What do you want?
Ah, the age-old question. But if you're thinking about introducing a little bit of role play to your love life, it's important to think about what you want to get out of it.
Perhaps you want to try a little bit of bondage for the first time, but are too shy to introduce it, 'as yourself'. In which case, a spot of police-themed play is an easy and non-threatening choice - after all, you'll need the handcuffs as part of the uniform, right?
Do you want shake up your routine, but aren't necessarily comfortable with donning a full costume? Something as simple as popping on a wig or a new item of clothing, going to a bar with your lover and pretending to be strangers exchanging lingering glances across the room will bring back that excitement without taking you too far out of your comfort zone.
Consider as well the power dynamic that you're after. If you fancy the idea of your lover coming over all bossy and telling you what to do, role play situations that cast you as the submissive party are ideal (think secretary and boss, doctor/nurse and patient, or even master/mistress and slave). Fancy being in charge?
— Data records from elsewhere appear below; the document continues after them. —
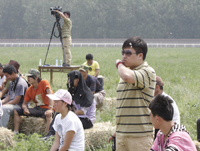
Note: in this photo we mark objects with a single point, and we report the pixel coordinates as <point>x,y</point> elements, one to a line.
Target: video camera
<point>55,13</point>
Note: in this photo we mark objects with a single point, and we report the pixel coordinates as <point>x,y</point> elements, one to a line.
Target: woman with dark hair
<point>83,99</point>
<point>69,131</point>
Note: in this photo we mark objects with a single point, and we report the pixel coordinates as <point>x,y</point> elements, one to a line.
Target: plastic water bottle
<point>56,62</point>
<point>40,62</point>
<point>61,62</point>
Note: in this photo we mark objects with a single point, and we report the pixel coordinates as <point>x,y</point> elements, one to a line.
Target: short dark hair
<point>89,56</point>
<point>34,77</point>
<point>138,44</point>
<point>160,84</point>
<point>162,106</point>
<point>67,12</point>
<point>9,69</point>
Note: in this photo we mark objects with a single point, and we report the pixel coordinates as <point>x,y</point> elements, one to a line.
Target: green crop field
<point>178,67</point>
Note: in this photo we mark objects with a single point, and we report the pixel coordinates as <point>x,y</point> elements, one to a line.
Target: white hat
<point>61,94</point>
Just flip the roles.
Whether you've got a clear scenario in your mind, or you're simply looking to try something a little different, it's always worth identifying your desires as it will help to inform how the role play unfolds, and take some of the pressure off both you and your partner.

Once you know what you want, it's time to discuss it. After all, if you hand them a skimpy firefighter outfit with no context, they may be a little reluctant to join in.
Explain exactly what you want to happen in your fantasy. If they know exactly what you're after, it becomes easier to improvise around the 'plot' rather than just winging it, which could lead to both of you feeling uncomfortable as well as not fulfilling your desires.
If you're worried that they may feel a little slighted by your fantasy, and suddenly believe that you're lusting after every police officer you see, try framing it in the context of a dream that places them in the role you want. "I had a dream where you were a police officer who handcuffed my hands behind my back and then had your way with me" is a little easier for some to swallow than, "I want to have sex with a cop."
It's also important at this stage to set your boundaries. Discuss with them what you are and aren't comfortable with them doing or saying. If you're involving any sort of bondage in your play, remember to set a safe word so that your partner knows exactly when you want them to stop.